«Ich musste mir ein dickes Fell zulegen» – GlücksPost

Ich habe es von einem Hörer erhalten, sehr süß! “, sagt Tama Vakeesan (34) glücklich und zeigt auf eine Weihnachtskarte auf dem Couchtisch in ihrer Wohnung. Während die Moderatorin der SRF1-Radiosendung “Nachtclub” mit ihrer eigenen Karte antwortete, sagte sie: “Ich bin gespannt, wie es geht viele Nachrichten bekomme ich über Hallo SRF! ›!”

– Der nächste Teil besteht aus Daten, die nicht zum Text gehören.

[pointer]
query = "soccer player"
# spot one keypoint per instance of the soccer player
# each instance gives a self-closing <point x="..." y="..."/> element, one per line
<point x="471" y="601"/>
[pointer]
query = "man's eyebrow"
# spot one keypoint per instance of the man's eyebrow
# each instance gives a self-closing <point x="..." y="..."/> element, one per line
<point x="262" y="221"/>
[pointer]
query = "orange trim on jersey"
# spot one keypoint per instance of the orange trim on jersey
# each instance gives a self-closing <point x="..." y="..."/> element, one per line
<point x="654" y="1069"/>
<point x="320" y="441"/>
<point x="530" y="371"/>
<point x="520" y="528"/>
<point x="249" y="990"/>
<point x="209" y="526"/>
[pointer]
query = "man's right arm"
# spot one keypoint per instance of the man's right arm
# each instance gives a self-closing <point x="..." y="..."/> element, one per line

Am 12. Januar moderieren Tama Vakeesan und Mario Grossniklaus (45) die TV-Show, in der das Publikum seine Meinung kundtut. Verärgern? „Klar! Das ist meine bisher größte Show“, sagt die ehemalige Moderatorin des Jugendsenders „Joiz“ und Zweitplatzierte von „Darf ich fragen?“ 2019. Auch in ihrem Job bekommt sie hin und wieder Feedback.“ Schön und nicht so schön”, gibt sie zu. Es gab also Leute, die sie anriefen, um ihr zu sagen, dass es am besten wäre, wenn sie sofort aufhörte. “Um mit solcher Kritik fertig zu werden, musste ich eine dicke Haut aufsetzen” . Heute merke ich, dass ich es nicht jedem recht machen kann”, sagt die gebürtige Langenthalerin mit tamilischen Wurzeln. Bekommt sie auch rassistische Kommentare? Tama: “Selten. Aber vor kurzem hat jemand festgestellt, dass ich eine Quotenfrau bin, die mich nur eingestellt hat, weil ich es war.” dunkelhäutig und feminin.” Aber solche Dinge betreffen sie nicht, die Nachrichten werden gelöscht. “Das hat nichts mit konstruktiver Kritik zu tun.”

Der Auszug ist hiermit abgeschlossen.